In all lecture examples involving the use of EXCEL, as well as the solutions to tutorial questions, I have been very particular about how to format the data, clean up the output (e.g. adjust to four decimal places, label everything, edit the charts etc etc). This is because this ‘EXCEL hygiene’ is essential in the workplace and also highly valued. Generating output is easy, consistently ensuring it is clearly labelled and easy to identify, understand and track, is more difficult, simply because it takes more time. This time is worth the investment and will be expected in your report.
QUESTION ONE:
Begin by using the Random Sampling procedure demonstrated in both the lecture and tutorials in Week 10, to select a RANDOM SAMPLE of 35 observations from your data andcopy and paste all three variables (Movie ID, Twitter Activity, Revenue) into a separate worksheet labelled, ‘Sample_35’, in columns B, C and D. In column A, you are to number the rows (1-35) and label this column ‘Observation’.

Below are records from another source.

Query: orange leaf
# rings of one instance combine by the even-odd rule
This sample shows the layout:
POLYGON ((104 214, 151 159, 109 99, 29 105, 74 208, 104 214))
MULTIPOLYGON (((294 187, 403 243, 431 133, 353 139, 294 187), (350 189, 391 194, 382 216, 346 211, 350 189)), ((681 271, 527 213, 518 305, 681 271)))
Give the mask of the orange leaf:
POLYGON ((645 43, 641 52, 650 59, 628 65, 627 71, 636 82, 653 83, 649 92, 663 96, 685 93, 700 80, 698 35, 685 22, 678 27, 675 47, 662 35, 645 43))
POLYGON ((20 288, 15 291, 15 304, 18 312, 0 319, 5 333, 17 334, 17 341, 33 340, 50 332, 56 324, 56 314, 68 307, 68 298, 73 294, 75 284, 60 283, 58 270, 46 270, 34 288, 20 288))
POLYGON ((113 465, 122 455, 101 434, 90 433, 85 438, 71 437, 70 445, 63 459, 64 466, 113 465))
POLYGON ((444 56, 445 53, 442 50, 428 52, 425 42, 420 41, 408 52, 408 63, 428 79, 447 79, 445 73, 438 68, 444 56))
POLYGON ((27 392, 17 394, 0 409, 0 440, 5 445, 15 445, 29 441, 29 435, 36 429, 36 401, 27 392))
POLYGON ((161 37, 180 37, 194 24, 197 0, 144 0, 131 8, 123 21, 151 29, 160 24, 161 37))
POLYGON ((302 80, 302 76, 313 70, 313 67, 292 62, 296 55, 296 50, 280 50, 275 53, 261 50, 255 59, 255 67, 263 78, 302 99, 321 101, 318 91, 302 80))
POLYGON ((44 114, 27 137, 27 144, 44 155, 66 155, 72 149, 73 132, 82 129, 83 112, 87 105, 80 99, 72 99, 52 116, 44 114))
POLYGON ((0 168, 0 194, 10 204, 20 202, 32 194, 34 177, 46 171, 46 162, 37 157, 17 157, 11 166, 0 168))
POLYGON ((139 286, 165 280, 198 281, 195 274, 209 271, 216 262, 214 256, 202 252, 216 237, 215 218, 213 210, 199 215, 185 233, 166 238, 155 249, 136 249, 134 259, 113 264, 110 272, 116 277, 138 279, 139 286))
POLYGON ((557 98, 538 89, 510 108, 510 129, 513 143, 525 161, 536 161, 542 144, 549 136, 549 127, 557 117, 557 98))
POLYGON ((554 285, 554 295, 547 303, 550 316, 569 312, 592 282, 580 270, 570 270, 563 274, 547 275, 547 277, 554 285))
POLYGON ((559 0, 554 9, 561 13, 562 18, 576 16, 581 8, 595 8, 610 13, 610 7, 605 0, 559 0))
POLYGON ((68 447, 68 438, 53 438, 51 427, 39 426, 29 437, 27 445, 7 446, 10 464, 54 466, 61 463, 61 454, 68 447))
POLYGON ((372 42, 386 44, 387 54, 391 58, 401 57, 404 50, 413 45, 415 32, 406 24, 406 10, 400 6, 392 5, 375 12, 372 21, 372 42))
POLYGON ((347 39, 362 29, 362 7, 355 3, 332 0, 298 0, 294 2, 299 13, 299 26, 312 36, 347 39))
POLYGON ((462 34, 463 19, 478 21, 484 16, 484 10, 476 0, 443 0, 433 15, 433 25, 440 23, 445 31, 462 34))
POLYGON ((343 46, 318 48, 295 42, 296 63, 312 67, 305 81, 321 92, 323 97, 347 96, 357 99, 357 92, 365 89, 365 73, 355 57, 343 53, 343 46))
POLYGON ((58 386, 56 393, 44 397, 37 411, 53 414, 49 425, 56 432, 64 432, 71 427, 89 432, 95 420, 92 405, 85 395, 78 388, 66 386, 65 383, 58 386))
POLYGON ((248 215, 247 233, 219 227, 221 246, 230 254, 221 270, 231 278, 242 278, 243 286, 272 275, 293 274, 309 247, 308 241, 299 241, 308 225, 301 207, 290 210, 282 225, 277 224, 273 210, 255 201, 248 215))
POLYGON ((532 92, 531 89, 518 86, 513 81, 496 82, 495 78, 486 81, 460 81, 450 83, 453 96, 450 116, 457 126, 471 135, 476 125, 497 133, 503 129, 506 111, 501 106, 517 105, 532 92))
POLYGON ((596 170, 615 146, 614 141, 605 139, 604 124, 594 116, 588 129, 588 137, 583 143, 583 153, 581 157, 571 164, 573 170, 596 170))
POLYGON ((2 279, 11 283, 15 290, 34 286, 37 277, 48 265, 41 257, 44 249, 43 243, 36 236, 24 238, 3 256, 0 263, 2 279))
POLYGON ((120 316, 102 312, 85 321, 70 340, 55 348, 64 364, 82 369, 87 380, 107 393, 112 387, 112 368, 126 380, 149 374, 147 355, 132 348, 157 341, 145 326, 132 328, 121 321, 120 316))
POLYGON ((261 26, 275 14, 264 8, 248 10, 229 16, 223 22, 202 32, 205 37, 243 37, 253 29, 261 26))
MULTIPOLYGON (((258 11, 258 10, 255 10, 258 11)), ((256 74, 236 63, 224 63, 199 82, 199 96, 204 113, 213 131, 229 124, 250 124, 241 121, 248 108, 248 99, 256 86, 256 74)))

(a) Include a screenshot of this Sample_35 worksheet here to demonstrate you have sampled correctly. Label this as EXHIBIT 1 and include a relevant title.
(b) In order to investigate if a linear relationship between Twitter Activity and Revenue is a reasonable assumption, use EXCEL’s scatterplot option to produce a graph of these two variables. Include the line of best fit (DO NOT INCLUDE R2 – it is not to be discussed here). Label this graph as EXHIBIT 2 with a relevant title and remember to optimise its presentation via the various formatting options available.
(c) Based ONLY on the scatterplot you produced as Exhibit 2, does a linear relationship seem reasonable? If so, is it a positive or negative slope? Provide evidence for your answer andinterpret what this means in context of this question.
QUESTION TWO:
Regardless of your answer in Question One, now assume that a linear relationship is reasonable.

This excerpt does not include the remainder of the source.